Shortly before 8am Williams called triple-0, gave the address of the complex and told the operator "you'll need an ambulance", but ended the call abruptly when the operator asked for more details about what had happened.
Footage from the body-worn cameras of police officers who arrived at the complex about five minutes later showed Williams meeting them and letting them into the shed where Mr Dunn's body lay beneath the first-floor mezzanine.
Senior Constable Danielle O'Rourke said Williams left quickly when she asked him to go outside.
"I didn't get to the end of the sentence and he was gone," she said.
Mr Dunn was confirmed dead by paramedics at the scene soon afterwards.
The autopsy found Mr Dunn had sustained a broken nose, facial lacerations and broken ribs, which caused his right lung to collapse.
"Those injuries to the right side of the ribs and lungs are the most rapidly life-ending injuries," Rebecca Williams, the forensic pathologist who performed the autopsy, told the court.
"At the end of the day, all of these injuries mount up and cumulatively lead to his death."
'A complete and utter cluster'
Police found Williams's blood-stained shorts and socks in his washing machine, covered in laundry powder but still dry.
A DNA analysis found the blood likely belonged to both Williams and Mr Dunn.
But no DNA belonging to Williams was found in the shed where Mr Dunn's body was found.
Hair found in Mr Dunn's hand was not sent for DNA testing, nor was a sample taken from a back door leading out to bushland behind the shed.
Williams's barrister Craig Eberhardt KC said the investigation was not thorough enough and failed to exclude the possibility that Mr Dunn was assaulted by an unidentified third person or accidentally fell from the mezzanine.
"This is what is colloquially referred to as a complete and utter cluster," Mr Eberhardt told the court.
"The Crown doesn't say this was premeditated, nor could they, because this would be absurd.

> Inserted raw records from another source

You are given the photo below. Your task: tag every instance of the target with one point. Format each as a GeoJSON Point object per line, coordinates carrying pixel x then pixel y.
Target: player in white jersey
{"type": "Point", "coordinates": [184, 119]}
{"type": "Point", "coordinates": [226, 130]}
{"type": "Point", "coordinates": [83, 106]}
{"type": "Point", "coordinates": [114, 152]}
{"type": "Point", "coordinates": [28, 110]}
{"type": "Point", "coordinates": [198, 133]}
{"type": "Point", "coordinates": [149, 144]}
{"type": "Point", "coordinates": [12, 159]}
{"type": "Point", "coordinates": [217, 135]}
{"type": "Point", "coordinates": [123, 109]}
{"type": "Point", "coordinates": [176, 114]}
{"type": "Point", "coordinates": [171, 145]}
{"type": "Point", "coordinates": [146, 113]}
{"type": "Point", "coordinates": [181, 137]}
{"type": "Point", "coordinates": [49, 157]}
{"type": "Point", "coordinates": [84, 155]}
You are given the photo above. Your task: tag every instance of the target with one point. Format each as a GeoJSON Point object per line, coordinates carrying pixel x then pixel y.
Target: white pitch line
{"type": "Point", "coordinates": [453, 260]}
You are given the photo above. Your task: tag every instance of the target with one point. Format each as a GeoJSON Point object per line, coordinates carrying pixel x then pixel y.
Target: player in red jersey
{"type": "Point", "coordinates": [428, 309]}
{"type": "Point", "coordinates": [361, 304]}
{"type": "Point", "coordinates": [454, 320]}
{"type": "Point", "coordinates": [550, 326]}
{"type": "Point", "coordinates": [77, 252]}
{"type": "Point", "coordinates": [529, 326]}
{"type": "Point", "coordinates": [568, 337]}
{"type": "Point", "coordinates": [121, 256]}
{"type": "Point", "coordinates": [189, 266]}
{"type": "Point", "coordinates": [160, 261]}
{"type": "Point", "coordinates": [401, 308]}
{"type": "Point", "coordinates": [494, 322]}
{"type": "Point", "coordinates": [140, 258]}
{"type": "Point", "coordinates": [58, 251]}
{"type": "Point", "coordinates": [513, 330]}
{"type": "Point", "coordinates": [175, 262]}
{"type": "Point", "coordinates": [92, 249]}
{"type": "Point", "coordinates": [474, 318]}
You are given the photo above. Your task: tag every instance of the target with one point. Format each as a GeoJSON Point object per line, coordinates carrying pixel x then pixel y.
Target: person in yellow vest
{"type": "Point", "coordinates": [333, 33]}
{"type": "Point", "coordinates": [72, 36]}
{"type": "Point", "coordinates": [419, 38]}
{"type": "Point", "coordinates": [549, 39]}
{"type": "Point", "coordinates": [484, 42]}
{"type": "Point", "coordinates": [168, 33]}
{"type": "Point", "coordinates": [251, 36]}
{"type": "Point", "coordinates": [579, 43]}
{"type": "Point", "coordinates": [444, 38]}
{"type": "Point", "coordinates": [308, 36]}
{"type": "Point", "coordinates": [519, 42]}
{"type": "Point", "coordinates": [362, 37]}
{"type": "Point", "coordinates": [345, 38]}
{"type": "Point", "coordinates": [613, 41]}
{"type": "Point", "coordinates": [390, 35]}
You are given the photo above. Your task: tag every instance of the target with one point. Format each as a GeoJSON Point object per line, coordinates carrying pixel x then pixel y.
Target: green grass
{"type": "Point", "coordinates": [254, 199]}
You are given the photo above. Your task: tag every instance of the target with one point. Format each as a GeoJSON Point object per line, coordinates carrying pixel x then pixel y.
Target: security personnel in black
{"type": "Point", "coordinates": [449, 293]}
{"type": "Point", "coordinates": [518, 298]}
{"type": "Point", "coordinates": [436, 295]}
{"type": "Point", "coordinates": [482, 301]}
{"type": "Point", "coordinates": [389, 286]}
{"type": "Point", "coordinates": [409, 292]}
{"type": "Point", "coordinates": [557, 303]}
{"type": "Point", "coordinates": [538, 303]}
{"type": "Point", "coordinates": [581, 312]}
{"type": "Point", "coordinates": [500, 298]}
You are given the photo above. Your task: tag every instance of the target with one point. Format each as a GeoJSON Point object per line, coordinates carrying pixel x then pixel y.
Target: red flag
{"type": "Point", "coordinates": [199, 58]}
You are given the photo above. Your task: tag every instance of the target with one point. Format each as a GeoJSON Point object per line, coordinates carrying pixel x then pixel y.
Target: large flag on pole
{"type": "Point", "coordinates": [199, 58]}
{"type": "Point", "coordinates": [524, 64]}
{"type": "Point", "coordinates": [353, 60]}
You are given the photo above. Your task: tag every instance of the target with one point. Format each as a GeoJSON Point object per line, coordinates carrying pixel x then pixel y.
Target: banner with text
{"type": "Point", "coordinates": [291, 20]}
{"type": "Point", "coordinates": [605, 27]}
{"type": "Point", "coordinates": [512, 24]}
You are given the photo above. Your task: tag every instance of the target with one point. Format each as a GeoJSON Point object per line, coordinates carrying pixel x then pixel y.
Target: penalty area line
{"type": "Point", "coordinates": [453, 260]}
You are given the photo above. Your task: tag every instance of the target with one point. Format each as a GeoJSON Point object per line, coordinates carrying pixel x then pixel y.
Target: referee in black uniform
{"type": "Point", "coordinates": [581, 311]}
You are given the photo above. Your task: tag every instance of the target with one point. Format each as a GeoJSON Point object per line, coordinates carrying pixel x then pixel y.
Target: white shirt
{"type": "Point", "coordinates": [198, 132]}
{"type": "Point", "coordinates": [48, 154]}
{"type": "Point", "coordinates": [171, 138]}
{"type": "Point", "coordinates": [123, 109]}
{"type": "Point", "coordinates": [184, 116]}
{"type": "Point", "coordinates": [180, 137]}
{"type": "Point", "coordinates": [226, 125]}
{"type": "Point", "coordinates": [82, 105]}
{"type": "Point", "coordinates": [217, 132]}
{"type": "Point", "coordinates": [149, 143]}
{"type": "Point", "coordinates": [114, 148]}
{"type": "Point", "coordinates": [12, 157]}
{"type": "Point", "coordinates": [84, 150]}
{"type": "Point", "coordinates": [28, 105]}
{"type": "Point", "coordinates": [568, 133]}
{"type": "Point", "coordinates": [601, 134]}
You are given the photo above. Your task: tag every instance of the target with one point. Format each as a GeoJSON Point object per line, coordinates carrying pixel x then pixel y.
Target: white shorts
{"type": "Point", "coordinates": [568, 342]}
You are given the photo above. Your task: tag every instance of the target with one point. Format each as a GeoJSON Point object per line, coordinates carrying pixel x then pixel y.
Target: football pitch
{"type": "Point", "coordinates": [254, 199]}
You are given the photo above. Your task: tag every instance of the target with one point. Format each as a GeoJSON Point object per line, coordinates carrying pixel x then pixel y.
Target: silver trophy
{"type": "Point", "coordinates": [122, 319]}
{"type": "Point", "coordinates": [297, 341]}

"If you've got some incredibly important property inspection at nine o'clock, you're not going to get in a fight at 6:30 with one of your tenants who presumably is going to be there later on when the inspection occurs.
"Dunn was just about to be out of [Williams's] life.
"He had no reason to bash Craig Dunn that morning — he had 2.1 million reasons not to."
But Mr Muir said Williams hiding the phone and CCTV cameras was evidence he had killed Mr Dunn and that his guilt was the only "commonsense" explanation in support of the evidence.
"Reasonable explanation requires more than speculation," Mr Muir said.
"It requires more than sheer possibility — there's no other reasonable explanation."
More than 10 hours after retiring to consider the verdict the jury announced it had been unable to reach a unanimous verdict on the charge of murder.
But the 12 jurors agreed Williams was guilty of the lesser charge of manslaughter and Justice Peter Davis convicted him accordingly.
After hugging the family and friends who had been present throughout the trial, Williams was led away into custody.
A sentencing hearing will be held next month.